C. Keith Ray

C. Keith Ray writes about and develops software in multiple platforms and languages, including iOS® and Macintosh®.
Keith's Résumé (pdf)

Monday, January 27, 2014

Some thoughts on C, OO, ObjC, C++

C allows structs to be copied "by value" but C doesn't allow array types to be copied—directly. The following code will not compile:

typedef int FiveIntsArray[5];

FiveIntsArray function5ints( FiveIntsArray arrIn )
{
    FiveIntsArray ret:
    ret = arrIn;
    return ret;
}

int main(int argc,char*argv[])
{
    FiveIntsArray arr = {1,2,3,4,5};
    FiveIntsArray bar;
    bar = function5ints(arr);
    printf("%d, %d, %d, %d, %d\n", bar[0], bar[1], bar[2], bar[3], bar[4]);
}

Yes, it does not compile:



But put all this inside a struct, and it all works!

typedef struct FiveIntsStruct {
    int arr[5];
} FiveIntsStruct;

FiveIntsStruct function5ints( FiveIntsStruct arrIn )
{
    FiveIntsStruct ret;
    ret = arrIn;
    return ret;
}

int main(int argc,char*argv[])
{
    FiveIntsStruct arr = {{1,2,3,4,5}};
    FiveIntsStruct bar;
    bar = function5ints(arr);
    printf("%d, %d, %d, %d, %d\n", bar.arr[0], bar.arr[1], bar.arr[2], bar.arr[3], bar.arr[4]);
}

And I get this output:

1, 2, 3, 4, 5
Program ended with exit code: 0

Ta-da!

However, struct-copying, at least in the early days of C, was thought to be not very efficient, and was often avoided in C code. This tradition is so ingrained in C programmers that I have met 
some programmers who didn't know that struct-copying is allowed in C.

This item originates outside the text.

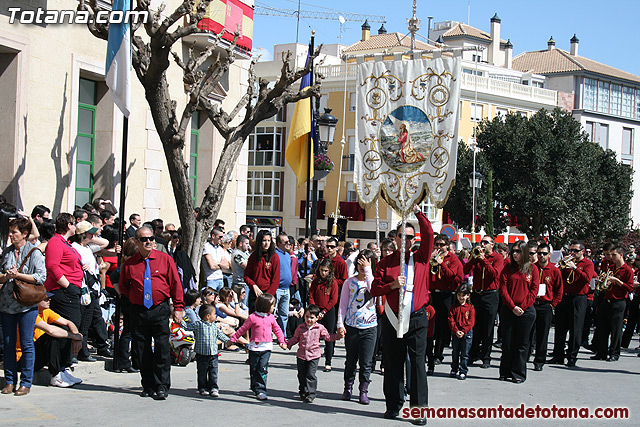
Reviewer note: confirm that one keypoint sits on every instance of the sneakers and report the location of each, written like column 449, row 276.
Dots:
column 60, row 381
column 66, row 374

For small structs, and under modern compilers, struct-copying can be just as efficient as passing a single value, and more efficient than passing a pointer to a struct, which requires dereferencing the pointer to access its members. A 64-bit CPU can hold an entire FiveiIntsStruct in a single register.

If you want to do object-oriented programming in C, one way to do that is to start with structs. We can associate functions and structs, and we already have an example of something object-like in the C standard library: the file io functions.

typedef struct FILE { 
    // we don't care what's in here--consider it private.
} FILE;

FILE * fopen(const char *restrict filename, const char *restrict mode);
// fopen allocates & initializes, kind of like a C++ constructor.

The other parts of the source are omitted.